Sunday night is the night when the 81st Academy Awards will be announced at the Kodak Theater in Hollywood. Tucked in among the Oscars for Best Actor, Best Actress and Best Picture will be an important but lesser-known category: Best Original Score. Film-music specialist Andy Trudeau has come in to discuss the nominees every year since the 68th Academy Awards.
The rules for the nominated scores seem to change every year.
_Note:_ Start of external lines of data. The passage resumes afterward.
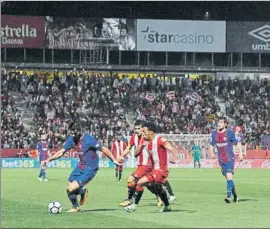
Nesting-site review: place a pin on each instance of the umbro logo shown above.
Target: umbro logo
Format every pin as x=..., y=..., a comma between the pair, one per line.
x=262, y=33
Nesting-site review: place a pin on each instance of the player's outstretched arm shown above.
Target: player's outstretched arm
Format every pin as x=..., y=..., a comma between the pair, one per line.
x=173, y=151
x=109, y=155
x=58, y=154
x=126, y=152
x=212, y=152
x=140, y=148
x=239, y=146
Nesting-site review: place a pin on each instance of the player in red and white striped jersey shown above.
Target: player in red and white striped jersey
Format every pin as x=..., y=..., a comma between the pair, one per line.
x=144, y=163
x=144, y=166
x=118, y=147
x=157, y=147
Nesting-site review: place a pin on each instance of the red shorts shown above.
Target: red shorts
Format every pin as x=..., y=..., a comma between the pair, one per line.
x=141, y=171
x=157, y=176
Last year, studios were told not to send recordings of the nominated scores to Oscar voters — a move Trudeau assumes was made so that voters would make their decisions based on how the music works within the context of the film.
This year, however, sending recordings is acceptable.
"I guess someone decided that hearing the music is a good thing," Trudeau says. "Works for me, but we'll see what happens when Oscar 82 rolls around."
Noticeably absent from this year's list of nominees is the score for The Dark Knight, written mostly by Hans Zimmer and James Newton Howard. The Academy gatekeepers originally counted up the number of composers who had a piece of the score and decided that there were too many cooks in the kitchen. After a second listen, it was determined that Zimmer and Howard wrote enough to make the score eligible for nomination, but the honor was not awarded after all.
Last year, Trudeau's pick for best score (Atonement, written by Dario Marinelli), took home the statuette. We'll find out tonight if his pick — Alexandre Desplat's score for The Curious Case of Benjamin Button — has the same success.
"Call me old-fashioned, but if I had a ballot, I'd go for a score with strong melodies, crystalline orchestration; one that takes us on an emotional journey," Trudeau says.